The Department of Transportation will work with Business Improvement Districts and precincts to open up streets around parks and in the middle of communities and create temporary protected bike lanes. The city plans to connect the open streets with open restaurants with details to be announced over the next few days, de Blasio said.
The city parks that will see parks that will have streets closed off to car traffic include Henry Street near Red Hook Park, N. Elliot Place next to Commodore Barry Park, 35th Ave close to Crocheron Park, Forest Avenue by Captain Rivera Playground, 236th Street near Riverdale Playground as well as Shore Blvd. and Ditmas Blvd. next to Ralph DeMarch Park.
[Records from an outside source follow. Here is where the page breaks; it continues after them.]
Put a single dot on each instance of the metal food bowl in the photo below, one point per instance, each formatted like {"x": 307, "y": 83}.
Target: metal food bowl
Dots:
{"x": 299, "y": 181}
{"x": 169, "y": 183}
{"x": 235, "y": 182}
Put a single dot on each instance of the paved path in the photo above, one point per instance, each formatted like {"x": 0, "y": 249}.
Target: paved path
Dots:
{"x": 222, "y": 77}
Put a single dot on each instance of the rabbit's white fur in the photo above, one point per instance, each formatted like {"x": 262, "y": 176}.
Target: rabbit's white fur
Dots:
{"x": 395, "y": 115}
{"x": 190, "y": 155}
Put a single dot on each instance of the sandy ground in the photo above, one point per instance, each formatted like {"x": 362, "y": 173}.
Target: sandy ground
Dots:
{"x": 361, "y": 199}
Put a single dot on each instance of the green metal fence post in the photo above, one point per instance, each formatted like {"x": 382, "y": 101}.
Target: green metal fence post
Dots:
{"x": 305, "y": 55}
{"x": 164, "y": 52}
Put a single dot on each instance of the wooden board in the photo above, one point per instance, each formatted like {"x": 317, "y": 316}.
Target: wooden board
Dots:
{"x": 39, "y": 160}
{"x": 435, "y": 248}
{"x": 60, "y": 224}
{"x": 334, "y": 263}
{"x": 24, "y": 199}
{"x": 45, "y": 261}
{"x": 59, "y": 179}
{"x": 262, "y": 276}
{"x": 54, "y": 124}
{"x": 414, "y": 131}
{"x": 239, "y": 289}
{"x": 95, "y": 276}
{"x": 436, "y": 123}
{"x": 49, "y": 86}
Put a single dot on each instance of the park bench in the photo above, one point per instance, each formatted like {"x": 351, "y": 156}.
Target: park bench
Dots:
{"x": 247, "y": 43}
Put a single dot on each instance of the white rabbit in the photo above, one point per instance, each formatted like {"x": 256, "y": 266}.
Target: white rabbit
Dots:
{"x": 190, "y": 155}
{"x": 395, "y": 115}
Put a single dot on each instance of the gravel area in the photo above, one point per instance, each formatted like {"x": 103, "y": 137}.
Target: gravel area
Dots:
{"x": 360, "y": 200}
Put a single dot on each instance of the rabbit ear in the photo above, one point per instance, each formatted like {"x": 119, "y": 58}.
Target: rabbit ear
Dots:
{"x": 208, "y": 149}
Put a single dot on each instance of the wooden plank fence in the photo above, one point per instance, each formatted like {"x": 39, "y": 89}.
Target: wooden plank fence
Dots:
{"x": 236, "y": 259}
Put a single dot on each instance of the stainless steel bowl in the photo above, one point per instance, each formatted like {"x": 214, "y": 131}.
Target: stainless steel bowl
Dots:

New protected bike lanes will be created in Central Queens and Central Park along with parts of Broadway, Northern Blvd., 61st St., 62nd St., and 5th Ave. More protected bike lanes will pop up Harlem, Midtown, Lower Manhattan, and SoHo on 5th, 6th, and 7th Aves., Center St. and Lafayette St.
More open street space for pedestrians will be created in Ozone Park, Far Rockaway, Boerum Hill, Brooklyn Heights, Ridgewood, Stapleton, Jamaica Hills, Sunset Park, Bushwick, Greenpoint, and Bed Stuy.
De Blasio also announced on Wednesday that the city will open 950 and 250 sprinklers, spray showers, and misting stations to help keep New Yorkers cool this summer.